When the war ended, internees returned to the fabric of the country to try and rebuild lives — many starting over from nothing.

“They give you $25 and a one-way ticket to whatever destination you’re going,” said Jimi Yamaichi.

A few years after their release from the camps, Jimi and Eiko met and married, settling in San Jose. Though their journeys were similar, they barely spoke of the camps and the dismantling of their young lives.

But that changed some years ago when the couple took part in a reunion gathering of former internees at the site of the Tule Lake encampment. That’s when the responsibility of sharing their experience began to weigh on them.

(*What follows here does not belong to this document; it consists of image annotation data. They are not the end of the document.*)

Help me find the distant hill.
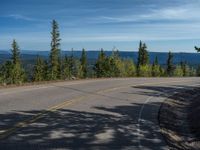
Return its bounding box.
[0,50,200,66]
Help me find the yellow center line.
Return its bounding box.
[0,80,197,140]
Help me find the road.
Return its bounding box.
[0,78,200,150]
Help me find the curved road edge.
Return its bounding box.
[158,88,200,150]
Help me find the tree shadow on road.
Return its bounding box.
[0,86,198,150]
[0,104,164,150]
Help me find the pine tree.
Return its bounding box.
[33,56,46,81]
[194,46,200,52]
[152,56,161,77]
[137,41,143,68]
[166,51,174,76]
[9,40,25,84]
[49,20,61,80]
[137,41,151,77]
[94,49,109,77]
[80,49,87,78]
[11,40,20,65]
[173,65,183,77]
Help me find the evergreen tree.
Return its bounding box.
[194,46,200,52]
[49,20,61,80]
[173,65,183,77]
[196,65,200,77]
[11,40,20,65]
[166,52,174,76]
[80,49,87,78]
[137,41,151,77]
[9,40,25,84]
[62,56,72,79]
[123,59,137,77]
[94,49,108,77]
[33,56,46,81]
[137,41,143,68]
[180,61,190,77]
[152,56,161,77]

“That’s when I think both of us realized, aha, we need to get this information out,” said Eiko Yamaichi, ”because so many who don’t know about what happened.”

Jimi Yamaichi went on to help found and build the Japanese-American Museum of San Jose, which includes a replica of the spartan barrack his family lived in at Tule Lake. On a recent day he stood inside the small wooden room, its ceiling beams visible above. The bunks were covered in thin army blankets. He said at one winter, his camp ran out of blankets and began to make them out of military coats.

A window in the replica barrack was framed with an image of a guard tower which Yamaichi said was burned into his memory. He recalled that every sound and smell, from a baby crying to a roasting hot dog, quickly dispersed among the individual barracks — enjoining the families in every way beyond their cataclysmic uprooting.

“This is how we lived for four years,” Yamaichi said glancing around the room. “You wonder how we survived all this.”